Menebak Kehancuran Birokrasi Professional Pada Pileg Dan Pilkada 2024 Di Maluku
Bagaimana politisasi birokrasi pada pemilihan kepala daerah? Mengapa hal itu terjadi? Tulisan ini membahas politisasi birokrasi dalam konteks pemilihan kepala daerah dari perspektif/pendekatan kultural.
Tulisan politisasi birokrasi ini kemudian berkembang pada Pendekatan Kultural. Pada umumnya masyarakat di Maluku sedang berkembang, masyarakat transisi, yakni antara masyarakat yang mempunyai karakteristik tradisional sekaligus modern. Masyarakat demikian biasa dikenal dengan prismatic society (masyarakat prismatik). Menurut Fred W. Riggs, masyarakat prismatik mempunyai tiga ciri utama.
- Heterogenitas yakni perbedaan dan percampuran yang nyata antara sifat-sifat tradisional dan modern;
- Formalisme menggambarkan adanya ketidaksesuaian dalam kadar yang cukup tinggi antara berbagai hal yang telah ditetapkan secara formal dengan praktek atau tindakan nyata di lapangan. Ketidaksesuaian antara norma-norma formal dengan realita;
- Overlapping merupakan gambaran kelaziman adanya tindakan antara berbagai struktur formal yang dideferensiasikan dan dispesialisasikan dengan berbagai struktur informal yang belum dideferensiasikan dan dispesialisasikan.
Demikian birokrasi modern rasional ala Weber berlangsung sama dengan “birokrasi tradisional”. Ada struktur formal, tetapi fungsi-fungsi administratif dilaksanakan berdasarkan hubungan-hubungan kekeluargaan ini menimbulkan berbagai kelompok yang disebut plural community dan solidaritas diantara anggota kelompok.

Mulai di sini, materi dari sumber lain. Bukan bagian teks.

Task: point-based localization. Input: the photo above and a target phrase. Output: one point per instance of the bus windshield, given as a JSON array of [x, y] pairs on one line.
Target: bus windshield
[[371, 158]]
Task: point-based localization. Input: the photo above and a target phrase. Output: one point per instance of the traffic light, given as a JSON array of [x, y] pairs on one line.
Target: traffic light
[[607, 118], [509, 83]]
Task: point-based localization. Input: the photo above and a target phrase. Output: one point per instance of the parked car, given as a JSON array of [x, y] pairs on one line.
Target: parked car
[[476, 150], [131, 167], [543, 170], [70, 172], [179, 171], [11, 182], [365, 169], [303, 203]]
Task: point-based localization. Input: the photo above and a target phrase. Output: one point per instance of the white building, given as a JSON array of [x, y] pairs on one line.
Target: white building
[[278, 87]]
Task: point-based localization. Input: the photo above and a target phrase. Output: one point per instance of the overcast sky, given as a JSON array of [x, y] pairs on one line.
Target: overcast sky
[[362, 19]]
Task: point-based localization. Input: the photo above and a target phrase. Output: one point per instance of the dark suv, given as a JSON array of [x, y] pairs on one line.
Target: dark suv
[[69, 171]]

Norma-norma formal yang didesain sebagai hukum dan pedoman perilaku dapat dikalahkan oleh norma-norma yang mengikat hubungan kekeluargaan dalam kelompok-kelompok tersebut. Keadaan ini menggiring ke arah penyatuan antara kepentingan birokrasi (negara) dengan kepentingan pribadi. Akhirnya timbul berbagai ketidakadilan pelayanan dan penyalahgunaan kekuasaan.
Selain itu berbagai nilai modern dirumuskan seperti pemerintahan dari, oleh dan untuk rakyat; PNS adalah abdi masyarakat; pemerintah harus bertindak sesuai hukum; namun tidak pernah ditemui dalam praktek. Birokrasi ini mempunyai kemiripan dengan birokrasi patrimonial dari Weber yang memiliki karakteristik berikut :
- Rekrutmen pejabat berdasar kriteria pribadi dan politik.
- Jabatan merupakan sumber kekayaan dan keuntungan.
- Pejabat mengontrol fungsi politik dan administrasi.
- Setiap tindakan diarahkan oleh hubungan pribadi dan politik.
Kondisi patrimonialistik itu memunculkan perilaku aparat birokrasi yang menghamba pada kekuasaan Dengan demikian birokrasi tidak memerlukan pengawasan, karena hanya akan mengganggu dan mendesakralisasi kekuasaan.
Berdasar alasan demikian tidak aneh bila birokrasi lebih mementingkan pelayanan kepada penguasa daripada masyarakat. Karena penguasa dipandang dapat memberikan dan melanggengkan kekuasaan pejabat birokrasi, sementara hal itu tidak dapat diberikan oleh masyarakat.